In the meantime, the Manhattan Project has seen the light of day, Hiroshima and Nagasaki have seen night, the United States has become the masters of nuclear energy. France, occupied and humiliated, saw its research frozen and lost its leadership. In August 1949 the explosion of the first Russian atomic bomb took the USA by surprise and changed the situation. The Americans become aware of the possible brain drain from Europe to the USSR and then accept the idea of a common laboratory. France seemed to be the ideal place to settle it, but the communist connections of Joliot-Curie cooled the Americans. A compromise on Geneva, a neutral city, made its way, and on September 29, 1954, Belgium, Denmark, France, Greece, Italy, the Netherlands, Norway, the Federal Republic of Germany, the The United Kingdom, Sweden, Switzerland and Yugoslavia, yesterday's enemy brothers, ratify the convention constituting CERN's birth certificate.
But what is a particle accelerator? It is a device which ... accelerates particles, to colossal energies corresponding to 14 million times the solar energy for the current version of CERN, by spinning protons faster and faster until they reach the speed of the light in rings of 27 kilometers, and causing their collision in 4 interaction points where detectors of 7000 tons, 3000 kilometers of cables, 45 meters high are placed in order to capture the new particles, produced during these collisions. Yes, I did say "news". Indeed, according to Einstein's formula E = mc2, it is possible to transform pure kinetic energy (E) into mass (m) and thus find the temperature conditions of the Universe some 0,000000000001 second after the Big Bang, thus recreating the zoo of particles that existed at the time and have since disintegrated. It is the holy grail of the alchemist.

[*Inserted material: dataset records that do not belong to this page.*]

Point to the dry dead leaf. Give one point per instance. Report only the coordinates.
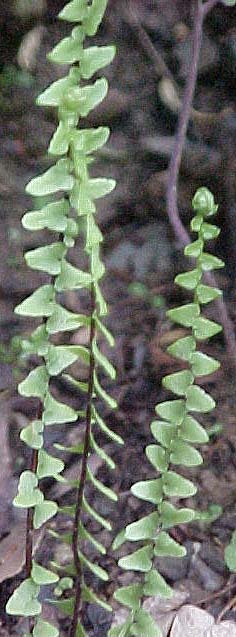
(191, 621)
(12, 550)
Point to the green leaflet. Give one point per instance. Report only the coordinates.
(54, 216)
(206, 294)
(56, 412)
(209, 262)
(230, 553)
(74, 11)
(165, 546)
(101, 453)
(61, 356)
(44, 512)
(95, 58)
(199, 400)
(28, 493)
(103, 394)
(40, 303)
(94, 568)
(129, 595)
(171, 516)
(24, 600)
(69, 175)
(185, 315)
(88, 140)
(188, 280)
(44, 629)
(70, 278)
(37, 342)
(209, 231)
(192, 431)
(60, 142)
(70, 49)
(53, 180)
(183, 453)
(89, 596)
(85, 99)
(179, 382)
(94, 16)
(156, 585)
(105, 429)
(183, 348)
(42, 576)
(176, 485)
(104, 331)
(33, 434)
(103, 361)
(145, 625)
(144, 529)
(62, 320)
(140, 560)
(150, 490)
(48, 259)
(163, 432)
(175, 431)
(48, 465)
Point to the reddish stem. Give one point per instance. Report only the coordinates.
(82, 481)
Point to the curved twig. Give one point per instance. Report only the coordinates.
(201, 11)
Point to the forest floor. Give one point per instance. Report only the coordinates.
(142, 257)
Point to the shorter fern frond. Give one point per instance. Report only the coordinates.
(176, 431)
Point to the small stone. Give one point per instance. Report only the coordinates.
(191, 622)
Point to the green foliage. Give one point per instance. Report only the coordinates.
(230, 553)
(76, 194)
(176, 431)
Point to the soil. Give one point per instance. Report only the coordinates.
(139, 248)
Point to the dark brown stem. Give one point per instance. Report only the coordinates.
(82, 481)
(174, 167)
(29, 523)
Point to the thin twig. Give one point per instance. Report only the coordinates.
(82, 480)
(160, 66)
(174, 166)
(210, 4)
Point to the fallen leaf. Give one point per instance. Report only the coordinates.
(12, 550)
(191, 621)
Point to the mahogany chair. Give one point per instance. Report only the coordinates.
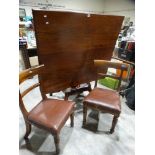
(105, 100)
(49, 114)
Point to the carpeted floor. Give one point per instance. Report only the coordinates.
(94, 140)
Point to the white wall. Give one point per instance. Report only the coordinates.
(111, 7)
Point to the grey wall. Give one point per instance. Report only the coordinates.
(111, 7)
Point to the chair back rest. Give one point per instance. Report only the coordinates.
(23, 76)
(105, 64)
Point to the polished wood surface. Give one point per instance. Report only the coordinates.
(68, 42)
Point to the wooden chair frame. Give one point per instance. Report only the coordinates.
(103, 64)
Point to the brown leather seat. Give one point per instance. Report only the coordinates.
(105, 100)
(51, 114)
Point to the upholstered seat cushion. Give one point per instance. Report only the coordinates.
(104, 99)
(51, 114)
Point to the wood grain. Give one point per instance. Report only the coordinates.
(67, 44)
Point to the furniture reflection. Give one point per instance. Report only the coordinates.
(49, 114)
(105, 100)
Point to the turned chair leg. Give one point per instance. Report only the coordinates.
(57, 140)
(84, 115)
(28, 130)
(114, 122)
(72, 119)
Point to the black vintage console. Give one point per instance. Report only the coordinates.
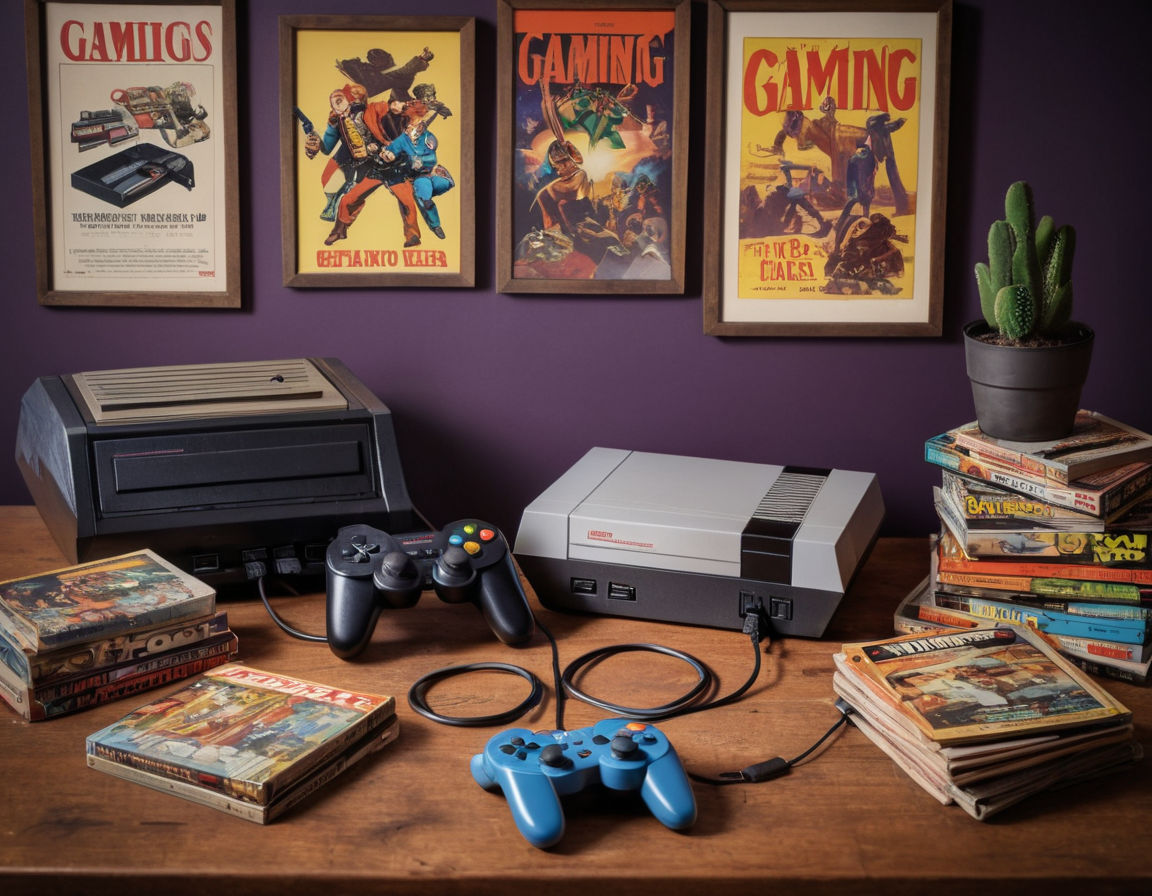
(227, 470)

Since then, at CERN, hundreds of new particles have been created, including the famous Higgs boson, generator of mass, as well as the W and Z bosons unifying weak nuclear and electromagnetic forces (each giving rise to Nobel prizes in physics). This is how the greatest concentration of energy ever created by man was achieved, at the coldest temperature, with the greatest magnetic fields. In short, CERN is a breeding ground for records. Note that it was also at CERN that the World Wide Web (www.) Protocol was originally developed for transmitting data between laboratories. From now on, we are looking for the additional dimensions of space-time, so-called supersymmetric particles predicted by the theory that unifies the infinitely large and the infinitely small, and why not recreate from scratch dark matter, this mysterious particle that makes up 85% of our Universe.
CERN can be visited, and I promise you a real emotion in front of this jewel of technology which allowed the old continent, at the end of a war as murderous as absurd, to raise its head, and to become the world center of the physics of the high energies, attracting to Geneva world specialists in the field who all dream of being part of this incredible European adventure.
Janus Maat
source: CERN
This article is published from Selection of the day.